Be Nice’ı farklı kılan özellikler neler?
Be Nice’ın en büyük farkı inanmadığı marka ile çalışmama lüksünün olması. Biz markalarla görüşürken hem onları nasıl geliştirebilir ve temsil ederiz diye düşünüyor, hem de o markalar bizim ajansımızı nasıl temsil edecek diye bakıyoruz. Karşılıklı bir samimiyet şartımız var. Markaları bir insan gibi görüp onları tanımayı, ruhlarına dokunmayı seviyoruz. Bunlar çok büyük bir marka da olabilir, daha yeni markalaşmaya başlamış start-up bir girişim de.
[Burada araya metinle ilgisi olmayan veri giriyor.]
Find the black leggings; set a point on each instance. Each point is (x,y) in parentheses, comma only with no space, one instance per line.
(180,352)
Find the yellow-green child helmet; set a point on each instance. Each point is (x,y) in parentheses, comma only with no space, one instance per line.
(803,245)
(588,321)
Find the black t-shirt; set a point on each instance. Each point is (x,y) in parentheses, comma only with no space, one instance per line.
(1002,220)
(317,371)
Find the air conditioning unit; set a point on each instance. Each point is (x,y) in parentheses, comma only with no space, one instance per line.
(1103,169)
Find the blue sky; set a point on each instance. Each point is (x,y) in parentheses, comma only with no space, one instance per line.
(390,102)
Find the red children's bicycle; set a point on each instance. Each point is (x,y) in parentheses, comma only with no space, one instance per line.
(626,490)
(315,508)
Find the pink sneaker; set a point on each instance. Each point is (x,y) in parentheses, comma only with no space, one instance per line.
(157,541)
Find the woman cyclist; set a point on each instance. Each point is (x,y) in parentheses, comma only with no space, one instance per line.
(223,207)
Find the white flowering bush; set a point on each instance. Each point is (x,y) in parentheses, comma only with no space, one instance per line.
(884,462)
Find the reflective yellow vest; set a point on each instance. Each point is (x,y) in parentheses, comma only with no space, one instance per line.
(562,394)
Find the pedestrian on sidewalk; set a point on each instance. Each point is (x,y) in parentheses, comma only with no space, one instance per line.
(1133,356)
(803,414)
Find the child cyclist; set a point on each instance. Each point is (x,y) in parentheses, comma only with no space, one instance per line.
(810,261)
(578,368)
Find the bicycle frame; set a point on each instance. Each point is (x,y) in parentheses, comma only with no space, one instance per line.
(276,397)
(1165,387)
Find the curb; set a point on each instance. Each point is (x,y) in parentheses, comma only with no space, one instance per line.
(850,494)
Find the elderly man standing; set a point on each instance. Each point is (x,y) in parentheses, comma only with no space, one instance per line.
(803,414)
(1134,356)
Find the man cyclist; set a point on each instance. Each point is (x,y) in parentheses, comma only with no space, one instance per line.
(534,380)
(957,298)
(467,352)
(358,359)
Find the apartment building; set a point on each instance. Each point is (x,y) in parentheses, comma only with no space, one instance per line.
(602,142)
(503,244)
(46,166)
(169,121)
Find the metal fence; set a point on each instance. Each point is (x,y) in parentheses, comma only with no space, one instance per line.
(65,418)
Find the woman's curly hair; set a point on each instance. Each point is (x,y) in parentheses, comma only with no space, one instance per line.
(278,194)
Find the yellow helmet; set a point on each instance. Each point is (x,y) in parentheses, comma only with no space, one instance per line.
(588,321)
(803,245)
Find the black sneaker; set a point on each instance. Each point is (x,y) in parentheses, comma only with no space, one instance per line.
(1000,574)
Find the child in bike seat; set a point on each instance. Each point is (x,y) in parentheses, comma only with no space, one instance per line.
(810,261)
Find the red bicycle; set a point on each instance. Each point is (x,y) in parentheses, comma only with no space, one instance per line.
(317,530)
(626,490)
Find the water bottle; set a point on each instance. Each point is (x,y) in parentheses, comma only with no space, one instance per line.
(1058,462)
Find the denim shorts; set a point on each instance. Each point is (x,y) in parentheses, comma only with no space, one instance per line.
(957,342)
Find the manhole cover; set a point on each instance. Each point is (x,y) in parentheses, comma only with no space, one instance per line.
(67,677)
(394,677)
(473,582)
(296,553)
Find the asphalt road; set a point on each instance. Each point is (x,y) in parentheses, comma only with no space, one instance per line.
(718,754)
Önemli olan markaya inanmamız; markanın da bize inanması.

İletişim ve pazarlama sektöründe güçlü olmak isteyenlere ve genç girişimcilere tavsiyeleriniz nelerdir?
Pazarlama ve iletişim, sürekli kendini yenileyen dinamiklere sahip. Gelişen teknoloji ile tüketicilere ulaşma yöntemlerimiz de hızla değişiyor. Burada güçlü olmaya odaklanmadan önce iletişim kurduğunuz herkese karşı nazik ve güvenilir olmaya odaklanmalısınız. İşinizin kapsamına hakimseniz markalara bu doğrultuda yön vermelisiniz. Marka böyle istiyor, o zaman öyle yapalım demek doğru bir yaklaşım olmaz. Kendinizi sürekli yenilemeniz, değişen teknolojiye ayak uydurmanız gerekiyor. Bu da sürekli araştırmayı, geliştirmeyi, öğrenmeyi üretmeyi gerektiriyor. Çok fazla genç girişimcilerle konuşuyoruz. Mevcut şartlarda yarattıkları ya da yaratacakları markaları kendi içlerinde çözmelerini anlıyoruz. Ancak marka yaratmak farklı dinamiklere sahip pek çok bilgiyi gerektiriyor. Bir yerden sonra her işi kendim yaparım yanılgısından kurtulup, yeni fikirlere ve iş yapışına inandıkları kişilerle yol almalarını tavsiye ediyoruz. Unutmayalım ki sadece bir ürünü üretmek değil, o ürünü ve markayı insanlara duyurmak, hikayesini doğru anlatmak ve doğru kanallarda tanıtmak oldukça önemli. Bu noktada ajans desteği almaktan kaçınmamalılar.